The New York Times writer then writes a story about the upcoming arc, mentioning that a major character is going to get leprosy, and of course including (thanks to Batiuk) mentions of the previous topics this brave cartoonist “tackled.” And, of course, the writer mentions the Pulitzer nomination! That has to be in paragraph one. And the story duly appears in the New York Times.
Now, the head of CLAP is made aware that a comic strip is going to do a story on leprosy reappearing. He finds that there is a story in the New York Times. This is great! he thinks. And when the story appears, he signs up for an account, and comments “Thank you, Tom Batiuk, for bringing attention to something that is far too often ignored. We appreciate you!”
Part Two.
The New York Times story duly appears, and thanks to Batiuk’s connections, more people sign up to comment on the NYT article.

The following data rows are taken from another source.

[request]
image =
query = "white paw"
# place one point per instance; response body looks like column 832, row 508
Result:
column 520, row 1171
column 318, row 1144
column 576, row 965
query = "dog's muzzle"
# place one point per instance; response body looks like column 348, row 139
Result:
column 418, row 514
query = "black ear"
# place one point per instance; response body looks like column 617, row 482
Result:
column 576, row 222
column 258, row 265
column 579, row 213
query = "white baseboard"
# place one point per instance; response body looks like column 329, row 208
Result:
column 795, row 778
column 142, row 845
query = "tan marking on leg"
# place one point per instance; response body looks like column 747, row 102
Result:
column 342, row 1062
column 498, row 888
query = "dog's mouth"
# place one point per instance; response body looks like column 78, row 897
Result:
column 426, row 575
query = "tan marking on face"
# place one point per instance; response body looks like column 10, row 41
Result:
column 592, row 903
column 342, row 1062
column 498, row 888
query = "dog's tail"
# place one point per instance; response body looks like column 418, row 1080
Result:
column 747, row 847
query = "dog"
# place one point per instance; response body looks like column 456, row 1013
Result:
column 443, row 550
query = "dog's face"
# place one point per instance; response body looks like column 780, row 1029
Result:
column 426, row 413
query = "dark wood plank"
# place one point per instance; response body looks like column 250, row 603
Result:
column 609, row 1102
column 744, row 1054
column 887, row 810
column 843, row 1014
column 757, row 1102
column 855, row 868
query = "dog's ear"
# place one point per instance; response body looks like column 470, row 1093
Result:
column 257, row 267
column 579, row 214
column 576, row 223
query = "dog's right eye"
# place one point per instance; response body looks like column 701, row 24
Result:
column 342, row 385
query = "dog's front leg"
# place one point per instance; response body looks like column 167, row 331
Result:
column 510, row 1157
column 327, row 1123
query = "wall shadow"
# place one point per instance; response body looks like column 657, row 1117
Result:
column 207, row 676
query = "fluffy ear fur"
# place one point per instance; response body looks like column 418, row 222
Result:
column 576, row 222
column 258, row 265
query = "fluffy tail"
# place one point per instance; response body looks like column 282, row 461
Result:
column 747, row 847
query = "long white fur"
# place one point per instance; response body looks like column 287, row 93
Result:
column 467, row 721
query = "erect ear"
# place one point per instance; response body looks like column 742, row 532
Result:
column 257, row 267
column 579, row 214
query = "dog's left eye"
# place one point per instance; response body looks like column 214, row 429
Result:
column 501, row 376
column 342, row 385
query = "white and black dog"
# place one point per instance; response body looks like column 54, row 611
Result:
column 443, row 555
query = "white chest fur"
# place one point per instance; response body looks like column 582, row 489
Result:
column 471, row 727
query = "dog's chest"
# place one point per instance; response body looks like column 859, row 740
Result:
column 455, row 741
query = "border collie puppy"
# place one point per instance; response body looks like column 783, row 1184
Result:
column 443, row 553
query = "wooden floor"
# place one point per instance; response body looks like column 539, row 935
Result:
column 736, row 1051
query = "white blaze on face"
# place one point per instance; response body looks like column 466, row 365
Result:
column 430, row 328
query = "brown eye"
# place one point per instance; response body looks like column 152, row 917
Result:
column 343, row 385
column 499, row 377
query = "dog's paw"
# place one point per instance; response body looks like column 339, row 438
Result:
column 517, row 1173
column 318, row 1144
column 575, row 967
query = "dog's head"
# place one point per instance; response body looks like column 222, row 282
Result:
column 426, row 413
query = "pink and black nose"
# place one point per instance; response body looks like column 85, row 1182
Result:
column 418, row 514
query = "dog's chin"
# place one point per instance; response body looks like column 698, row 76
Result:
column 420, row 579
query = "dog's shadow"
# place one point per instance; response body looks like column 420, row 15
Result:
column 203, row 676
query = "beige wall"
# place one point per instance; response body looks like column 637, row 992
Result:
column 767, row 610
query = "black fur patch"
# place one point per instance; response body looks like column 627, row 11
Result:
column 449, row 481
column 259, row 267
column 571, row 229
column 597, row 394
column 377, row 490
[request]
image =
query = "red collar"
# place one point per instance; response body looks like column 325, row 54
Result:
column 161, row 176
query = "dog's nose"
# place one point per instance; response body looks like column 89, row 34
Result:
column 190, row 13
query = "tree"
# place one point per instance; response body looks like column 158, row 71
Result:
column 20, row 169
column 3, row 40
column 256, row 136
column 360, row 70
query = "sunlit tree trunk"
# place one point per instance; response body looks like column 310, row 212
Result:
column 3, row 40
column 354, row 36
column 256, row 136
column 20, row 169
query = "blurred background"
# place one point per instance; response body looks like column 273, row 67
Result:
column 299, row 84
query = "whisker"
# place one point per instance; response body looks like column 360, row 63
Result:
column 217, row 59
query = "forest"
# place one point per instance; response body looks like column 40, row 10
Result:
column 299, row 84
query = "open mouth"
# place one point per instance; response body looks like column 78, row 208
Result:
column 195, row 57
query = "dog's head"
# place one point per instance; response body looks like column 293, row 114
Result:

And (as one would expect) the comments are variations on “How brave to address this topic. Thank you, Tom Batiuk, when the rest of the world’s cartoonists are silent!”
And when December rolls around, and the CLAP people are organizing their annual awards ceremony. The head of CLAP is asked, “Hey, who do we nominate for the ‘Media Awareness’ award?”
And the head of CLAP thinks for a long time, and then says, “How about that cartoonist guy? I didn’t read the strip, did any of you? …no? Well, let’s give the award to him.”
And Tom Batiuk get’s another “Award-winning” scalp to tie to his totem pole.
You might notice that the CONTENT of the actual strip is not mentioned at all in this scenario.
That’s deliberate, and purposeful. Of course, the actual content of the strip doesn’t mean a thing.
This is a very plausible scenario. But it could all go very wrong if the head of the charity actually reads the arc.
Where are Funky and Holly, or Crazy, or Darrin or Darrin’s stepmother who helped Bull coach the state championship girls basketball team? (yet Cindy who wasn’t close to him flies all the way from California to be there) Bull’s funeral didn’t even draw much of the FW cast to attend. Was he not well liked?
And where are the past and present Westview Principals, Bull’s bosses for decades, Nate and Fred Fairgood? Guess Nate couldn’t be bothered to take an afternoon off from school to say goodbye to his longtime football coach?